Die Stabilität des Systems fußt nicht nur auf den Vorleuten. Die
Verwaltung arbeitet, die Wirtschaft ebenso. Die Wahrnehmung
mangelnder Führung kann behoben werden. Die Wahl des
Bundespräsidenten am 30. Juni ist so eine Chance, Politik neu zu
definieren. Beide Kandidaten haben das Zeug dazu. Die Kanzlerin, eine
andere Instanz, muss ebenfalls ihre Sprachlosigkeit überwinden.

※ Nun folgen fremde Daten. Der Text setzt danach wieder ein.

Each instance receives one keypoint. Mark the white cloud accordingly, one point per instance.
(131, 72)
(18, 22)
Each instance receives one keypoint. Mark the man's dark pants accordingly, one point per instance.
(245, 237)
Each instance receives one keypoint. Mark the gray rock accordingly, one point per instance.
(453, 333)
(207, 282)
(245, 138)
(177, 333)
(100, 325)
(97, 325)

Bisher hat sie es nur bei einer Rede geschafft, ihrem persönlich
gefärbten Plädoyer für die Freiheit vor dem US-Kongress, sich und
damit die Leitlinien deutscher Politik zu erklären. Sie vermag es
also. Die durchaus konstruktive Opposition aus SPD und Grünen könnte
dieser Wende zusätzlichen Schub verleihen. Eine Rückkehr zur Vernunft
aller Akteure in NRW wäre ebenfalls wichtig. Kraft wie Rüttgers
könnten durch persönliches Handeln Zeichen setzen. Dann wären Koch,
Köhler, Kraft in der Rückschau zwar nicht der Anfang vom Ende der
Krise, aber doch Anfang vom Ende der Krise der Politik.